11β-Methyl-19-nortestosterone

Clinical data
- Other names: 11β-MNT; 11β-Methylestr-4-en-17β-ol-3-one
- Routes of administration: By mouth
- Drug class: Androgen; Anabolic steroid; Progestogen

Identifiers
- IUPAC name (8R,9S,10R,11S,13S,14S,17S)-17-hydroxy-11,13-dimethyl-2,6,7,8,9,10,11,12,14,15,16,17-dodecahydro-1H-cyclopenta[a]phenanthren-3-one;
- CAS Number: 18046-77-0 904901-01-5 (dodecylcarbonate);
- PubChem CID: 68648057;
- ChemSpider: 52085460;
- UNII: 7HK4M3941F;
- CompTox Dashboard (EPA): DTXSID001252268 ;

Chemical and physical data
- Formula: C_{19}H_{28}O_{2}
- Molar mass: 288.431 g·mol^{−1}
- 3D model (JSmol): Interactive image;
- SMILES C[C@H]1C[C@]2(C)[C@@H](O)CC[C@H]2[C@@H]3CCC4=CC(=O)CC[C@@H]4[C@@H]13;
- InChI InChI=1S/C19H28O2/c1-11-10-19(2)16(7-8-17(19)21)15-5-3-12-9-13(20)4-6-14(12)18(11)15/h9,11,14-18,21H,3-8,10H2,1-2H3/t11-,14-,15-,16-,17-,18+,19-/m0/s1; Key:QCNNHARIRLYUAB-CTPXPINYSA-N;

= 11β-Methyl-19-nortestosterone =

Chemical compound

11β-Methyl-19-nortestosterone (11β-MNT) is a synthetic and orally active anabolic–androgenic steroid (AAS) and a derivative of nandrolone (19-nortestosterone) which was developed by the Contraceptive Development Branch (CDB) of the National Institute of Child Health and Human Development (NICHD) and has not been marketed at this time.

The C17β dodecylcarbonate ester of 11β-MNT, 11β-methyl-19-nortestosterone 17β-dodecylcarbonate (11β-MNTDC) (CDB-4754), is a prodrug of 11β-MNT. Along with the closely related AAS dimethandrolone (7α,11β-dimethyl-19-nortestosterone; CDB-1321) and its ester prodrug dimethandrolone undecanoate (CDB-4521), 11β-MNT and 11β-MNTDC are under investigation as potential male contraceptives and to treat male hypogonadism.

==Pharmacology==

===Pharmacodynamics===
11β-MNT does not undergo aromatization into the corresponding estrogenic metabolite 11β-methylestradiol, and for this reason, has no potential for estrogenic side effects such as gynecomastia.
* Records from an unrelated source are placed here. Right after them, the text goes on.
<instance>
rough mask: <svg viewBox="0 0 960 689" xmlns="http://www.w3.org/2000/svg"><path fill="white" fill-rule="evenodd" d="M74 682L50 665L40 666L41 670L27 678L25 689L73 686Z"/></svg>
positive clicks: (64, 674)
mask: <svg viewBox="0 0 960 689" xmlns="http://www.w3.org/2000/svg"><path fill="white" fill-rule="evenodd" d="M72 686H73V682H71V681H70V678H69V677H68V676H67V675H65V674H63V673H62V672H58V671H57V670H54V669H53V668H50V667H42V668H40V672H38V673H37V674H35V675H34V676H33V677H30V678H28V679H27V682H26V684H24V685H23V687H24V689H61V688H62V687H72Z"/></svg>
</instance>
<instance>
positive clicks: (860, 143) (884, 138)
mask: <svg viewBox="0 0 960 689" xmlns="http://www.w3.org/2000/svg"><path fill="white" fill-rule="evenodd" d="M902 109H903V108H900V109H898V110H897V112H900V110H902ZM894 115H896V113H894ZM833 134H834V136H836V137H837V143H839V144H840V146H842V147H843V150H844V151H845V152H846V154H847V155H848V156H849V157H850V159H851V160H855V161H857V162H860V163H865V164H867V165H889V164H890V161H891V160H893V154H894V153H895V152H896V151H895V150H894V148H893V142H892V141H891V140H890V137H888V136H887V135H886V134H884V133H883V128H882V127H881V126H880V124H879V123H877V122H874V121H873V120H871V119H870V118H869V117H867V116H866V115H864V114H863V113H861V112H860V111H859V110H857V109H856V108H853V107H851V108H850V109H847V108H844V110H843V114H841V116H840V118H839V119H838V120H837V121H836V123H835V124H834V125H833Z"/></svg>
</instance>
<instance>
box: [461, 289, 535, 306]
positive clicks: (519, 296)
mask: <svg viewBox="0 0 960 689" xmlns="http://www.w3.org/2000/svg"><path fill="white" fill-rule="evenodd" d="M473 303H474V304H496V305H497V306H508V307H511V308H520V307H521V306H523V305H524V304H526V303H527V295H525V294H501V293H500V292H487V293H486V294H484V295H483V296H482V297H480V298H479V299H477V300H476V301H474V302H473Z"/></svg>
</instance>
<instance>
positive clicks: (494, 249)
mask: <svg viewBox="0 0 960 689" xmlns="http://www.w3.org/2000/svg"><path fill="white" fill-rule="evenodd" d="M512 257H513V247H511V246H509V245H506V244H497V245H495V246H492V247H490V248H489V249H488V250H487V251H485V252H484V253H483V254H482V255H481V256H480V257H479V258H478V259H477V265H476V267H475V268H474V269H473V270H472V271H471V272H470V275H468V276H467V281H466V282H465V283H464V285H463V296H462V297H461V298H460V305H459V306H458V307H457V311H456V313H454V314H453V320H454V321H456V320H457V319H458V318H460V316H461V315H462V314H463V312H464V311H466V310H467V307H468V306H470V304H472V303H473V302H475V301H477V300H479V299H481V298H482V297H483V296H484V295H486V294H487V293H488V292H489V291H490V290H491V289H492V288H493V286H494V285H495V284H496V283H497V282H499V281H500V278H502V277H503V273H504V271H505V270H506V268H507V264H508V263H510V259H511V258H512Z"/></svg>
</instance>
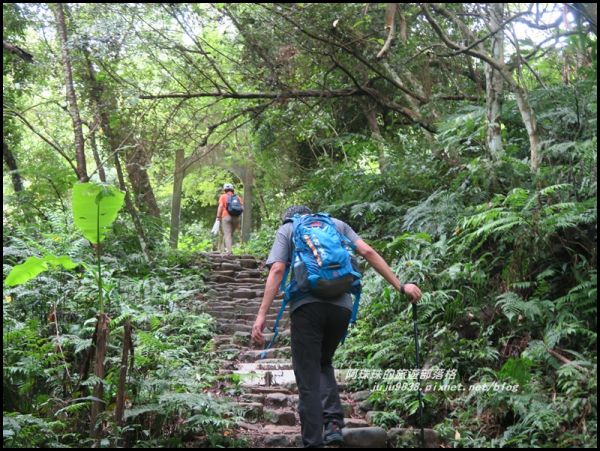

In addition, unlike testosterone, 11β-MNT does not appear to undergo 5α-reduction into the corresponding 5α-dihydrogenated metabolite 5α-dihydro-11β-MNT (5α-DHMNT). This conclusion is based on the fact that 5α-DHMNT is 4 to 8 times as potent as 11β-MNT in terms of androgenicity in animal bioassays, yet the co-administration of the 5α-reductase inhibitor dutasteride with 11β-MNT had no influence on its potency in assays using tissues that express 5α-reductase like the ventral prostate and seminal vesicles. Due to lack of potentiation by 5α-reductase in androgenic tissues like the skin, hair follicles, and prostate gland, 11β-MNT may have a lower risk of certain side effects such as oily skin, acne, androgenic alopecia (pattern hair loss), prostate enlargement, and prostate cancer than testosterone and certain other AAS.

Similarly to nandrolone, dimethandrolone, and other 19-nortestosterone derivatives, 11β-MNT has been found to possess progestogenic activity. Because of its dual activity as an AAS and progestogen, 11β-MNT may have greater efficacy in suppression of spermatogenesis and hence male fertility than pure AAS like testosterone.

Oral 11β-MNT has shown little to no potential for hepatotoxicity in animals, similarly to testosterone but unlike 17α-alkylated AAS like methyltestosterone. The drug notably shows a much lower hepatotoxic potential than dimethandrolone and trestolone (7α-methyl-19-nortestosterone; MENT), which may have an increased risk due to their shared C7α methyl group (although a risk that is still significantly lower than that of 17α-alkylated AAS).

==Chemistry==

11β-MNT, or 11β-methyl-19-nortestosterone, also known as 11β-methylestr-4-en-17β-ol-3-one, is a synthetic estrane steroid and a non-17α-alkylated derivative of nandrolone (19-nortestosterone).